このページは、2019年3月に保存されたアーカイブです。最新の内容ではない場合がありますのでご注意ください

無人駅(秘境駅)と鉄道時計(飯田線田本駅)
究極の無人駅(秘境駅)といわれる飯田線田本駅と鉄道時計

 無人駅や秘境駅の話題が出た際、必ず名前があがるのが、この飯田線田本駅である
 私は都内に住んでおり、以前鶴見線の無人駅を休日にj訪問した際、駅員さんがおらず、利用者もほとんどいない無人駅になんとも言えない魅力を感じた。
 無人駅や秘境駅に関する情報を調べている内に最もすごい無人駅が飯田線の田本駅という情報を目にし、訪問を計画した。
 
 2006年1月15日、豊橋方面からの電車で、11時37分に飯田線田本駅到着の計画とし、次の13時31分の電車までの約2時間滞在することとした。
 
 12月から1月にかけて、長野県、新潟県は大雪となり、列車の運休が相次いだ。
 気象庁のサイトで調べたところ、飯田地方は比較的降雪が少なかったようだが、平均気温が氷点下となる日が多かったようだ。
 訪問の前日は29ミリのまとまった雨が降り心配したが、当日は晴天に恵まれた。
 また気温も、連日の平均気温が氷点下といった状況とは違い、最高気温11℃となった。
 
 天候にも恵まれ、初めての飯田線に乗り、田本駅を目指した。
 車窓に広がる天竜川と山間部とのコントラストを楽しんでいるうち、電車はあっという間に田本駅に到着した。
 降車したのは私一人だけだった。
 冬の青春18きっぷのシーズンであることや、日曜日ということもあり、車内は鉄道マニア風の人も多く、車窓を撮影したりしていた人もいたので、この駅で降りる人がいるかと予想したがいなかった。
 
 やはりここは究極の無人駅(秘境駅)だ。
 
 今まで見た無人駅は、駅員さんがいなかったり、利用する人がほとんどいなかったりというパターンで、駅から見える範囲に、なんらかの民家や商店があったりしたが、ここは全くない。
 
 ホームに立つと、吹きっさらしの待合室があるが、周りはがけの斜面のようで、いつ落石があってもおかしくないような不安感がよぎってくる。

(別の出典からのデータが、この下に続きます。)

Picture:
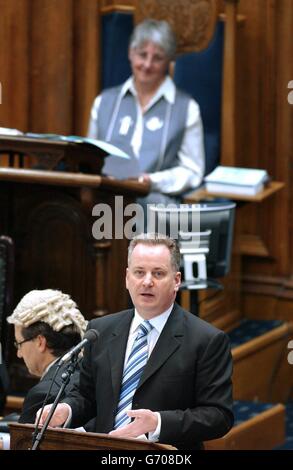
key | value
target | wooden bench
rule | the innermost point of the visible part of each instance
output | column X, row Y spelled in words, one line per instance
column 262, row 432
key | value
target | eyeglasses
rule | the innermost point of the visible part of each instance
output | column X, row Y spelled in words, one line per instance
column 17, row 344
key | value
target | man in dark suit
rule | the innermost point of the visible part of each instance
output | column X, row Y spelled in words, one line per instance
column 184, row 392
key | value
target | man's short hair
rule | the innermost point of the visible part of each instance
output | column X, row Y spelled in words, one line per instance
column 157, row 239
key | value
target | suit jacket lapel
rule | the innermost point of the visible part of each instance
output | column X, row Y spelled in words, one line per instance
column 117, row 349
column 168, row 342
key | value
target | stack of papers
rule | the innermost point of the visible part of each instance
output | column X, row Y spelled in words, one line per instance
column 232, row 180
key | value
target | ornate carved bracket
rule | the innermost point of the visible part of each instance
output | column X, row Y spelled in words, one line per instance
column 192, row 20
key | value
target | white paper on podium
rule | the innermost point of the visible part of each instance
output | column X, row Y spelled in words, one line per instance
column 121, row 168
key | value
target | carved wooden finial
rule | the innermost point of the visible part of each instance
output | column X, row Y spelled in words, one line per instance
column 193, row 21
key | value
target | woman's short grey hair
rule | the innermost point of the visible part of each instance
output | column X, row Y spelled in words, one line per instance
column 158, row 32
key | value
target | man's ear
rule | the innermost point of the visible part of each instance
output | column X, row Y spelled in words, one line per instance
column 177, row 281
column 42, row 343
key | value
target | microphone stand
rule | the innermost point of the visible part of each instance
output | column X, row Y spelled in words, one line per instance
column 65, row 379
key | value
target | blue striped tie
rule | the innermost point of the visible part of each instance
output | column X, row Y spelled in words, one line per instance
column 132, row 373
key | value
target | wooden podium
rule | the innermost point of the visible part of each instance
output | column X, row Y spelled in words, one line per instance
column 67, row 439
column 49, row 216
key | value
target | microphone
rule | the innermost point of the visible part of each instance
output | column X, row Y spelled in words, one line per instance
column 89, row 337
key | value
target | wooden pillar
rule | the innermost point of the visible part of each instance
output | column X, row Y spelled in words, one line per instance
column 228, row 132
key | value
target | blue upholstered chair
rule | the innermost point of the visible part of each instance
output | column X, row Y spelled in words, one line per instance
column 198, row 73
column 6, row 284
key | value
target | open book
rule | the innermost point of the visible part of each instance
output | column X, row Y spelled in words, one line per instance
column 108, row 148
column 232, row 180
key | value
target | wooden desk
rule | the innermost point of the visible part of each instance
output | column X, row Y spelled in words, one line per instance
column 202, row 193
column 48, row 153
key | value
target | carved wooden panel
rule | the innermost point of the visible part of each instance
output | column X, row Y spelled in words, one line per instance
column 192, row 20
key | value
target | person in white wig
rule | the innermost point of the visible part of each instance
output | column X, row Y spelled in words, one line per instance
column 47, row 323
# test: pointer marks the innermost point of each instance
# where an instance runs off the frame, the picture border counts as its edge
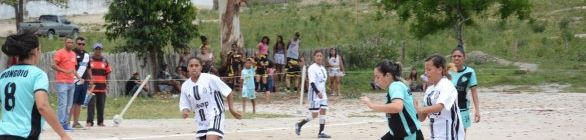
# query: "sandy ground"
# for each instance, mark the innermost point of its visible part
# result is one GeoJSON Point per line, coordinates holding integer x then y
{"type": "Point", "coordinates": [507, 113]}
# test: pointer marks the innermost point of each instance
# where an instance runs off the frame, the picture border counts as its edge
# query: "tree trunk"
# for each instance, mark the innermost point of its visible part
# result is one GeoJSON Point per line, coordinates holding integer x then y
{"type": "Point", "coordinates": [458, 31]}
{"type": "Point", "coordinates": [229, 26]}
{"type": "Point", "coordinates": [154, 58]}
{"type": "Point", "coordinates": [215, 7]}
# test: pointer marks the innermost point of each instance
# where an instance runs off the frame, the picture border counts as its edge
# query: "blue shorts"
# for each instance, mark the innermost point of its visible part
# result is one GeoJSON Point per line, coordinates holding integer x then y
{"type": "Point", "coordinates": [248, 93]}
{"type": "Point", "coordinates": [466, 118]}
{"type": "Point", "coordinates": [79, 93]}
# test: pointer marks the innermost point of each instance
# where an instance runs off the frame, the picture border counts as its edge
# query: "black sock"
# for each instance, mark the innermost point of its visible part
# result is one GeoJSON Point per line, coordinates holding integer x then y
{"type": "Point", "coordinates": [303, 122]}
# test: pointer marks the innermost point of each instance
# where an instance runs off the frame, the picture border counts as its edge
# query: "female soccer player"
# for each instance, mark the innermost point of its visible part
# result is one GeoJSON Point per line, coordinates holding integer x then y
{"type": "Point", "coordinates": [440, 104]}
{"type": "Point", "coordinates": [318, 100]}
{"type": "Point", "coordinates": [400, 108]}
{"type": "Point", "coordinates": [464, 78]}
{"type": "Point", "coordinates": [24, 92]}
{"type": "Point", "coordinates": [202, 94]}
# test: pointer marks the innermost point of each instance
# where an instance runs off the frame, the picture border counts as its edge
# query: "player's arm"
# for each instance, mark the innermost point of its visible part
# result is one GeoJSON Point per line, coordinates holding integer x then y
{"type": "Point", "coordinates": [231, 107]}
{"type": "Point", "coordinates": [42, 102]}
{"type": "Point", "coordinates": [184, 105]}
{"type": "Point", "coordinates": [395, 106]}
{"type": "Point", "coordinates": [431, 109]}
{"type": "Point", "coordinates": [476, 104]}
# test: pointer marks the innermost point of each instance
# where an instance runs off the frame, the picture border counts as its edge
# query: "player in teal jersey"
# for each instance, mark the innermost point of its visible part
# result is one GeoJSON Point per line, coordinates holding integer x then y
{"type": "Point", "coordinates": [400, 107]}
{"type": "Point", "coordinates": [464, 79]}
{"type": "Point", "coordinates": [23, 92]}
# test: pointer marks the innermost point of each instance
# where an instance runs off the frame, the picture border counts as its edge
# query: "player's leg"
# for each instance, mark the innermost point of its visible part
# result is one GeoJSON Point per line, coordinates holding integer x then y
{"type": "Point", "coordinates": [322, 119]}
{"type": "Point", "coordinates": [253, 106]}
{"type": "Point", "coordinates": [338, 81]}
{"type": "Point", "coordinates": [216, 128]}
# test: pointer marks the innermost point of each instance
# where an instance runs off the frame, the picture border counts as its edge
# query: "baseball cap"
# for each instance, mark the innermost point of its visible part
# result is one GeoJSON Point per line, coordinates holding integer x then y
{"type": "Point", "coordinates": [98, 45]}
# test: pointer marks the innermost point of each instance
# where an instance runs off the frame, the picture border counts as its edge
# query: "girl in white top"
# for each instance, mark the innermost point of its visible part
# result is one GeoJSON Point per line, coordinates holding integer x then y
{"type": "Point", "coordinates": [202, 94]}
{"type": "Point", "coordinates": [336, 71]}
{"type": "Point", "coordinates": [440, 104]}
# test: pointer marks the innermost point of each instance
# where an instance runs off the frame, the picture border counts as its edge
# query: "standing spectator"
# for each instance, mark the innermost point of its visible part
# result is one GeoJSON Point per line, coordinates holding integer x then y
{"type": "Point", "coordinates": [133, 84]}
{"type": "Point", "coordinates": [293, 48]}
{"type": "Point", "coordinates": [100, 69]}
{"type": "Point", "coordinates": [279, 54]}
{"type": "Point", "coordinates": [81, 87]}
{"type": "Point", "coordinates": [64, 65]}
{"type": "Point", "coordinates": [263, 46]}
{"type": "Point", "coordinates": [234, 65]}
{"type": "Point", "coordinates": [336, 65]}
{"type": "Point", "coordinates": [206, 56]}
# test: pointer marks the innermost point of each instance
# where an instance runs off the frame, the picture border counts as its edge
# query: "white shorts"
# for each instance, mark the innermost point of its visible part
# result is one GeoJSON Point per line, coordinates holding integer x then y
{"type": "Point", "coordinates": [280, 59]}
{"type": "Point", "coordinates": [335, 72]}
{"type": "Point", "coordinates": [315, 106]}
{"type": "Point", "coordinates": [211, 126]}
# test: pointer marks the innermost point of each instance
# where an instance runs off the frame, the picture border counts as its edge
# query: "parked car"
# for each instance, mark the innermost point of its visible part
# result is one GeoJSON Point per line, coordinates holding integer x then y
{"type": "Point", "coordinates": [51, 25]}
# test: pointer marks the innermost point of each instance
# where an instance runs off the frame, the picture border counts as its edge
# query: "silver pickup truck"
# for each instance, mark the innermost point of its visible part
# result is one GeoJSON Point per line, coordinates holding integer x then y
{"type": "Point", "coordinates": [51, 25]}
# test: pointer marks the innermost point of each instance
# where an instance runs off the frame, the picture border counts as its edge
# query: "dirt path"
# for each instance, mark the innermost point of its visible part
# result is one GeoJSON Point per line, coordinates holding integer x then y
{"type": "Point", "coordinates": [507, 113]}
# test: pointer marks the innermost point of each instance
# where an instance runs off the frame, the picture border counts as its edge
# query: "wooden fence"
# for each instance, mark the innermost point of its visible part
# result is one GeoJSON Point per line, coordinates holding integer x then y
{"type": "Point", "coordinates": [124, 64]}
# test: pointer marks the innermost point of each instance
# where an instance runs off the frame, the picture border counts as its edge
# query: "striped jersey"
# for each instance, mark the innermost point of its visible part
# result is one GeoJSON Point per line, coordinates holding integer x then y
{"type": "Point", "coordinates": [317, 74]}
{"type": "Point", "coordinates": [100, 71]}
{"type": "Point", "coordinates": [405, 123]}
{"type": "Point", "coordinates": [204, 96]}
{"type": "Point", "coordinates": [446, 124]}
{"type": "Point", "coordinates": [464, 80]}
{"type": "Point", "coordinates": [20, 116]}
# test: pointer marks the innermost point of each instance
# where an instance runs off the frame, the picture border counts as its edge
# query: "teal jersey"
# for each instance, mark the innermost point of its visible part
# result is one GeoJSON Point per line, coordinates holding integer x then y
{"type": "Point", "coordinates": [463, 80]}
{"type": "Point", "coordinates": [248, 78]}
{"type": "Point", "coordinates": [18, 85]}
{"type": "Point", "coordinates": [404, 122]}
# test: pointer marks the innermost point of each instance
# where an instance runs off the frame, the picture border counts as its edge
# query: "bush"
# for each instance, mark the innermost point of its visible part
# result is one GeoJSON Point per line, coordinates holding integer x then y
{"type": "Point", "coordinates": [368, 54]}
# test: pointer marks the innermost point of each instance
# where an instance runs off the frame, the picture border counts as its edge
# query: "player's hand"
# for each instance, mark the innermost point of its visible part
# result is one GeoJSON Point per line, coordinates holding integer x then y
{"type": "Point", "coordinates": [185, 114]}
{"type": "Point", "coordinates": [236, 114]}
{"type": "Point", "coordinates": [66, 137]}
{"type": "Point", "coordinates": [476, 117]}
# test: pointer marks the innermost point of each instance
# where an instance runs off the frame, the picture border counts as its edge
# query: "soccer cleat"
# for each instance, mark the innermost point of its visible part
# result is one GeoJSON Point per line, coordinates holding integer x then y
{"type": "Point", "coordinates": [323, 135]}
{"type": "Point", "coordinates": [297, 129]}
{"type": "Point", "coordinates": [66, 128]}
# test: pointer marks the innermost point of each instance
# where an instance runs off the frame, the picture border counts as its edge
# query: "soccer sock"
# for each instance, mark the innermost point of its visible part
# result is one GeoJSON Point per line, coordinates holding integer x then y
{"type": "Point", "coordinates": [304, 121]}
{"type": "Point", "coordinates": [322, 123]}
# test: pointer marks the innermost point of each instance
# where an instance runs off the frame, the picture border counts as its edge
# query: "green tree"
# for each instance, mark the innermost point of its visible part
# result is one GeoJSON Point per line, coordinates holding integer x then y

 出入口は待合室と反対側にあるが、とても駅の出入口といった感じではない。
 駅を出ると、急な階段になっており、こけが生えてすべりやすくなっている。
 
 その階段を登り終え、駅を一望し、改めて究極の無人駅であることを実感する。

 近くの集落までは、15分位かかるという。
 さらに、山道のような所を歩かねばならず、この日は前日の雨が落ち葉にしみ込み、非常にすべりやすく、斜面から足を滑らすと、奈落の底へ真っ逆さまの危険があるため、集落への訪問は断念した。

 駅周辺を小一時間散策し、待合室に戻った頃、12時56分発の豊橋行きが到着。
 私は反対方面の13時31分に乗るため、待合室でじっとしていたが、中の乗客や車掌からジロジロと見られた。
 やはり降りる人はいなかった。
 電車は予定通り発車していった。
 駅にはまた静けさが戻る。
 時々小鳥の鳴き声が聞こえるが、本当に静かで、鉄道時計の秒針の音が聞こえてきそうである。

 適度に日差しが降り注ぐ待合室で、鉄道時計を眺めながら時間をつぶした。
 目をつむり、鉄道時計を耳に近づけてみた。
 カチッ、カチッという針の音が気持ちを癒してくれる。

 13時30分過ぎ、予定通り電車が到着し乗車、田本駅を後にした。
 
 何もなく、誰もいない駅
 2時間という長時間だったが、なぜか苦痛ではなかった。
 いや、むしろ幸せだった。

 誰にも邪魔されず、鉄道時計と一緒に時を刻めたからだろうか。
 
 何もない駅だが、また鉄道時計と一緒に訪れてみたいと思った。
 いや、何もない駅だからこそ、また来たいのだろう。